Esas No       : 2021/5290
Karar No      : 2023/581

T Ü R K  M İ L L E T İ  A D I N A

Y A R G I T A Y   İ L  M I

İNCELENEN KARARIN
MAHKEMESİ                       :
 Ankara Bölge Adliye Mahkemesi 21. Hukuk Dairesi
TARİHİ                                 : 19.04.2021
SAYISI                                 : 2018/1994 Esas, 2021/574 Karar

Taraflar arasındaki saklama sözleşmesinden kaynaklanan aynen iade, alacak davasından dolayı yapılan yargılama sonunda İlk Derece Mahkemesince davanın kısmen kabulüne karar verilmiştir.

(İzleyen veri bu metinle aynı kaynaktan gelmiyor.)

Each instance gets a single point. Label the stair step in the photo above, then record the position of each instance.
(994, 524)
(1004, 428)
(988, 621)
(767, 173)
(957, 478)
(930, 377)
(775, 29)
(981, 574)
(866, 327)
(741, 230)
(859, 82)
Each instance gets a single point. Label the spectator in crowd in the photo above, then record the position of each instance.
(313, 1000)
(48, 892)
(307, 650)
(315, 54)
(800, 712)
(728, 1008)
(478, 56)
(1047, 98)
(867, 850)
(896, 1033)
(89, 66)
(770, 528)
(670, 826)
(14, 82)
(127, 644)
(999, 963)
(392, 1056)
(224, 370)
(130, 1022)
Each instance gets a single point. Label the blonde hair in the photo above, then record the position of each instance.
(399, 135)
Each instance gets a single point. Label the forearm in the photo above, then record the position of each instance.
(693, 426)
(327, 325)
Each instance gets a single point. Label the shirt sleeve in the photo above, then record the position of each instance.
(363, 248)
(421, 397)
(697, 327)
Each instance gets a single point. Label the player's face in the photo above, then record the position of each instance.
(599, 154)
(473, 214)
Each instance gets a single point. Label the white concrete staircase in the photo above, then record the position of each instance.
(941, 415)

Kararın davacı vekili ve davalı K. Sac Ticareti ve Nakliye San. Tic. Ltd. Şti. vekili tarafından istinaf edilmesi üzerine, Bölge Adliye Mahkemesince davacı vekili ve davalı K. Sac Ticareti ve Nakliye San. Tic. Ltd. Şti. vekilinin istinaf başvurularının kısmen kabulüne, İlk Derece Mahkemesi kararının kaldırılarak yeniden esas hakkında hüküm kurulmak suretiyle davanın kısmen kabulüne karar verilmiştir.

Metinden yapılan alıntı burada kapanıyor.